En mai dernier, un rapport de Human Rights Watch s’est inquiété de l’impact de cette nouvelle Constitution et des quelque 600 nouvelles lois adoptées. «Les changements légaux mis en place par le gouvernement hongrois sont en train d’éroder l’Etat de droit et de nuire à la protection des droits humains, souligne dans le rapport Lydia Gall, chargée de recherche pour les questions touchant aux Balkans et à l’Europe de l’Est chez Human Rights Watch. Mais ce qui est le plus alarmant, c’est l’incapacité du gouvernement à suivre les conseils des institutions européennes et à respecter sa propre Cour constitutionnelle.»

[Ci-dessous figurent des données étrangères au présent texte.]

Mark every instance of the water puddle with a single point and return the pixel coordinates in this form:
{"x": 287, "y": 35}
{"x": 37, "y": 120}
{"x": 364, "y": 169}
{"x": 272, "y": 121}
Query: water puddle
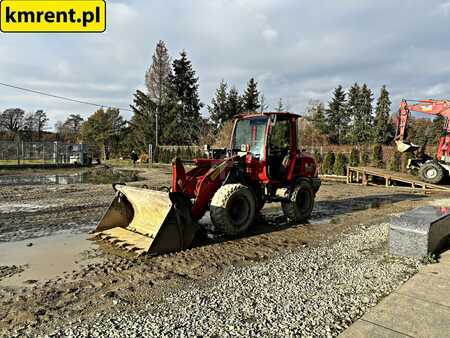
{"x": 47, "y": 257}
{"x": 64, "y": 179}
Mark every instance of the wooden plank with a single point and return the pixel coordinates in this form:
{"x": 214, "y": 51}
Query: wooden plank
{"x": 390, "y": 177}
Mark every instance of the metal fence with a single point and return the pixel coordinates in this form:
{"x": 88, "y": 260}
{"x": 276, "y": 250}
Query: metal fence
{"x": 18, "y": 153}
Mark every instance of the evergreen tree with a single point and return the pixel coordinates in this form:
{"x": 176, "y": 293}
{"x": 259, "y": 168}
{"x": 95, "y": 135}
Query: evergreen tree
{"x": 395, "y": 162}
{"x": 383, "y": 132}
{"x": 377, "y": 156}
{"x": 251, "y": 96}
{"x": 142, "y": 123}
{"x": 353, "y": 109}
{"x": 354, "y": 157}
{"x": 364, "y": 156}
{"x": 184, "y": 107}
{"x": 219, "y": 106}
{"x": 235, "y": 104}
{"x": 328, "y": 163}
{"x": 318, "y": 118}
{"x": 337, "y": 116}
{"x": 362, "y": 118}
{"x": 280, "y": 106}
{"x": 340, "y": 165}
{"x": 263, "y": 106}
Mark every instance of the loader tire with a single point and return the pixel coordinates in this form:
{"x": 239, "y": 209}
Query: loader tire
{"x": 301, "y": 202}
{"x": 431, "y": 172}
{"x": 233, "y": 209}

Le Parlement européen est reparti à la charge cet été en adoptant le rapport Tavares, qui exhortait la Hongrie «à restaurer» l'Etat de droit, à respecter l'indépendance du pouvoir judiciaire et à garantir les libertés d'expression, des médias et de culte, ainsi que le droit de propriété ou encore les droits des minorités. «Nous n’acceptons pas les leçons de démocratie que vous prétendez nous donner», a rétorqué Viktor Orban, bravache.

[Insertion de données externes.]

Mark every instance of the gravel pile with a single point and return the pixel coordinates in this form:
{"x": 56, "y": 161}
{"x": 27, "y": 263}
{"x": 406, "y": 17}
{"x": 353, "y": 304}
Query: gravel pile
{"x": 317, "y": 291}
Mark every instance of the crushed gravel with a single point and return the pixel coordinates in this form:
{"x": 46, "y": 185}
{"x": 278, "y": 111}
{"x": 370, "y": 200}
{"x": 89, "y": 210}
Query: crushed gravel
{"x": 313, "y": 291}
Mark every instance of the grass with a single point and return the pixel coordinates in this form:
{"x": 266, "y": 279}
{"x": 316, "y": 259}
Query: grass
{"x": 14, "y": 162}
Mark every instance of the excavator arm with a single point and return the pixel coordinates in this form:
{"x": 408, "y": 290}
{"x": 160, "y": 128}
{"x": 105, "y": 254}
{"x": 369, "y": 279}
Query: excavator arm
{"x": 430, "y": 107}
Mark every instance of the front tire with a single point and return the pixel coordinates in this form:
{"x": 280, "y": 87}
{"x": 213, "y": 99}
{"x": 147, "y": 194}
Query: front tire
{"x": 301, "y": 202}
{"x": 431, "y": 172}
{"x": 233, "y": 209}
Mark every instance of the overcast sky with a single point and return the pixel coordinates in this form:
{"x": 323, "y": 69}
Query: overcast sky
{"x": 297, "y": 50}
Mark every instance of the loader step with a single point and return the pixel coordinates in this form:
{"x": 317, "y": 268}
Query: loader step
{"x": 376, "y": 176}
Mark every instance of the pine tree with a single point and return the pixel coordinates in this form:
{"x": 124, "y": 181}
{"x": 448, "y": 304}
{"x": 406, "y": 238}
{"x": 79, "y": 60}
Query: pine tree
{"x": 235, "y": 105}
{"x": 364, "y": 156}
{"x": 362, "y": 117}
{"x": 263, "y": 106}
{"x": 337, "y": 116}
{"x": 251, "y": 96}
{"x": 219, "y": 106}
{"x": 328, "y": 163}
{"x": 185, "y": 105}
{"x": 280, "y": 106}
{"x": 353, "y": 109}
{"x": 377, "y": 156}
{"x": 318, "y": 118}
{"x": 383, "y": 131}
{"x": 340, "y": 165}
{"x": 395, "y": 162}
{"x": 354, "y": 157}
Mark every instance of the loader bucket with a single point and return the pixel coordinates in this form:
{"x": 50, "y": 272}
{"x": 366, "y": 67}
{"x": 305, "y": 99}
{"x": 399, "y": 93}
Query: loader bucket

L’Union européenne ne dispose pas de moyens pour contraindre un État membre à respecter l’Etat de droit. A défaut, le Parlement européen proposait dans le rapport Tavares de créer un comité d’experts chargé de surveiller l’état de la démocratie en Hongrie.

«Il a réactivé le sentiment nationaliste hongrois»

Malgré les critiques de ses détracteurs, Viktor Orban reste populaire en Hongrie. «Il a réactivé et instrumentalisé un sentiment nationaliste qui était déjà là avant. Il a encensé la fierté hongroise. Du point de vue franco-français, les mesures que prend Viktor Orban sont extrémistes -il a d’ailleurs siphonné une partie du programme du parti d’extrême droite Jobbik. Mais dans le paysage politique hongrois, ce n’est pas le cas», observe Magali Balent, politologue à la Fondation Robert Schuman.

Méfiant envers l’Union européenne, qu’il a comparée à l’URSS, le Premier ministre l’est également envers les minorités en Hongrie. Des critiques qui trouvent un écho favorable dans le pays, où le sort des nombreuses minorités fait débat, et où une large partie de la population déplore que l’adhésion à l’UE n’ait pas apporté la croissance espérée.

Signe de cette popularité, un sondage de l'institut Sonda-Ipsos publié jeudi donne le Fidesz en tête avec 26% des intentions de vote aux prochaines législatives. Et selon Attila Juhasz, directeur de l'Institut d'analyse politique Political Capital, Viktor Orban paraît avoir de bonnes chances d'être réélu.